Conference on College Composition and Communication (CCCC) Committee on Computers and Composition, November 1998, Revised November 2015
Digital media and work with technology has become a critical, integral part of teaching, scholarship, and service in the academy, transforming the ways faculty engage with students, conduct research, and serve their campus, local, and national communities. These guidelines—originally written in 1998 and updated in 2015—are designed to advise departments in evaluating work with digital media and technology for which there is not a convenient print analog [see also the 2012 MLA Guidelines for Evaluating Work in Digital Humanities and Digital Media and the American Association of History and Computing Tenure Guidelines]. Thus, we offer general principles for evaluating such work, bearing in mind that the rapid pace of technological change means that each case will need to be decided on its own merits.

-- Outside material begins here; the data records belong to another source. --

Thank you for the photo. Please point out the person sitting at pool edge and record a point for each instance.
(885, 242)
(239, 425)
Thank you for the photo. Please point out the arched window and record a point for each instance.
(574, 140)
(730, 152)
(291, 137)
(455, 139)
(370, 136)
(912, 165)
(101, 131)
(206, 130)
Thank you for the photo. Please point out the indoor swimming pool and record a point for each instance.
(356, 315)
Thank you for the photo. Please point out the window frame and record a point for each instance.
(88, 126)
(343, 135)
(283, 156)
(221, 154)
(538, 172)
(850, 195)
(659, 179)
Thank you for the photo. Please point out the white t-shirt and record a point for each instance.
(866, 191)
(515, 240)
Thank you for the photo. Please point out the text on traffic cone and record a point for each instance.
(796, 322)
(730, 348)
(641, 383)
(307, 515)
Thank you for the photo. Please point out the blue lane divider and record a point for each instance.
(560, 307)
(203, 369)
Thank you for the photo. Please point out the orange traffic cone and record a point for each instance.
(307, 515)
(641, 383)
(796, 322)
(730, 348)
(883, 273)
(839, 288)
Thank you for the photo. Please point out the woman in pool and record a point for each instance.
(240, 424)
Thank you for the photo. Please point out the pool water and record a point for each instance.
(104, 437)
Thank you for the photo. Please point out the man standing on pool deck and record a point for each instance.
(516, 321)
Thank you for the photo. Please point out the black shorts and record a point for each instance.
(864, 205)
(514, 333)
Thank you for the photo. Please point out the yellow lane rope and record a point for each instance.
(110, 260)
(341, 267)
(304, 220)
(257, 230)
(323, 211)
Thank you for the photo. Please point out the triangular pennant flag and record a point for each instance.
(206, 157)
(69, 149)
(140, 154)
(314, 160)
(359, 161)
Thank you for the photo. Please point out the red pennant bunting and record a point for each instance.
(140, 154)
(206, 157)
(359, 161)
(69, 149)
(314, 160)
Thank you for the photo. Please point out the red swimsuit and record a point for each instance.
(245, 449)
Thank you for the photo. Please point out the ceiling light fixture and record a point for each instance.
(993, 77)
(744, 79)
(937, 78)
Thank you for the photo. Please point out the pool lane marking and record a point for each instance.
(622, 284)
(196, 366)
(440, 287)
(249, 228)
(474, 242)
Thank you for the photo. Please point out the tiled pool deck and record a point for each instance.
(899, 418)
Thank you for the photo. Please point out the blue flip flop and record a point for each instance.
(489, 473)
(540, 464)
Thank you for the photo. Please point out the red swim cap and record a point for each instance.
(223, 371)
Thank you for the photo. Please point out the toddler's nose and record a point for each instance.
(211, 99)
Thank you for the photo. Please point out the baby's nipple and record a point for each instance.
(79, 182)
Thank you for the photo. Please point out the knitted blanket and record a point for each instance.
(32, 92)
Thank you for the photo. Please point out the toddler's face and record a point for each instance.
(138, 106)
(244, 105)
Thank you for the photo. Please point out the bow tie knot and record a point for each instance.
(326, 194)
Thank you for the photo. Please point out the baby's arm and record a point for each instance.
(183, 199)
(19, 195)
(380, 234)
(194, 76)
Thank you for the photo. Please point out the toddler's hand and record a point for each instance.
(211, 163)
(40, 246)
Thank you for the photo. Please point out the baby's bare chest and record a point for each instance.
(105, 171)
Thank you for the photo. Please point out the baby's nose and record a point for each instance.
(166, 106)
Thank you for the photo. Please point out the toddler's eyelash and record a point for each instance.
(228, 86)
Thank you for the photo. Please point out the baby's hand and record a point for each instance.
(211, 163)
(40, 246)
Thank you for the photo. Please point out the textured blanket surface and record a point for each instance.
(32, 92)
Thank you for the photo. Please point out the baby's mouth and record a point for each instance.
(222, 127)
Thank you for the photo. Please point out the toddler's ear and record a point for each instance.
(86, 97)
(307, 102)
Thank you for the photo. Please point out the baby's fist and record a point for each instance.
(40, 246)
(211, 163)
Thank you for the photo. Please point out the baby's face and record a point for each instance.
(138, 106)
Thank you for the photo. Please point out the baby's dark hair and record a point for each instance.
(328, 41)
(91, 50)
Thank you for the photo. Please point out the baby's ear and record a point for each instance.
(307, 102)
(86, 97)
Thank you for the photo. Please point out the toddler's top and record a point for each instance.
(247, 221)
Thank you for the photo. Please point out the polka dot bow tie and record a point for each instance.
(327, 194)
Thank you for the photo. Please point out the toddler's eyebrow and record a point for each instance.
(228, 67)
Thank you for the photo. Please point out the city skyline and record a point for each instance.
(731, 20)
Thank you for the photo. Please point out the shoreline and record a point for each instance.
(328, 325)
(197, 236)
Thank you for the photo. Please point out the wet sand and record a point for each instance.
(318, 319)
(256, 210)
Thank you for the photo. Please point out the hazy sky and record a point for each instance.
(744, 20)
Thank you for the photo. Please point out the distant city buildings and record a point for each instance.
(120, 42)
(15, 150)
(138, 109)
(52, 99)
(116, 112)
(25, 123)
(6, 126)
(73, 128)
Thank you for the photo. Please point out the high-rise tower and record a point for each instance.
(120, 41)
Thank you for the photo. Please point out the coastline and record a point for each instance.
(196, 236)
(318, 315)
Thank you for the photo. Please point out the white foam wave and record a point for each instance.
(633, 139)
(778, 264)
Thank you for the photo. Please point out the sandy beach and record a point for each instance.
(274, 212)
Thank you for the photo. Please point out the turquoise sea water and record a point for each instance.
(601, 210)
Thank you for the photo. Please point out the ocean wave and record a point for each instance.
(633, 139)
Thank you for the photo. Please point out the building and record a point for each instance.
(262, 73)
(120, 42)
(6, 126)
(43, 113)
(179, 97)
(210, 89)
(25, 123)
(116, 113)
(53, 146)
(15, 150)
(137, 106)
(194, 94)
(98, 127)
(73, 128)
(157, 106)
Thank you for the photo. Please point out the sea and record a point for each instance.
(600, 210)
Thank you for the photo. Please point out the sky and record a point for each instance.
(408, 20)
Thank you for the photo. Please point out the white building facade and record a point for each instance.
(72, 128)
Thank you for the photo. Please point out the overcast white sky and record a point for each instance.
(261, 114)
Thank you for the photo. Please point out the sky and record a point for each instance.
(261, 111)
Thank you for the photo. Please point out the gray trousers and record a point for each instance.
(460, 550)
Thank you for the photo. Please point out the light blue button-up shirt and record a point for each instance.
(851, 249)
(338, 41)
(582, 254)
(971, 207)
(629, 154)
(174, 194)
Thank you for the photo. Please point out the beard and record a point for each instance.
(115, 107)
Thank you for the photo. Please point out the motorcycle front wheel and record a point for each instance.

Digital media and work with technology are defined in this document as any work of teaching, scholarship, or service that is developed and distributed on computers. While innovations like additive manufacturing, enhanced fabrication, and other studies in materiality defy our screen-based expectations, generally digital media and work with technology is also consumed and archived on computers. Digital media work may be communicated through number of mediums, including alphabetic text, images, sounds, video, audio, graphics, and animation. Its distribution may be achieved through a variety of methods, including content management systems, personal or professional websites, blogs, social networks, digital archives, and online peer-reviewed publications.
These guidelines are intended for use by promotion and tenure committees, candidates for promotion and tenure, job and fellowship candidates, departmental hiring committees, and others assessing or evaluating digitally mediated works. The purpose of this document is to ensure that prospective hires are informed about whether and how work with technology and digital media will be considered in the tenure and promotion process, provide some general principles to promotion and tenure committees, and safeguard that candidates’ work with technology is explained accurately and evaluated fairly.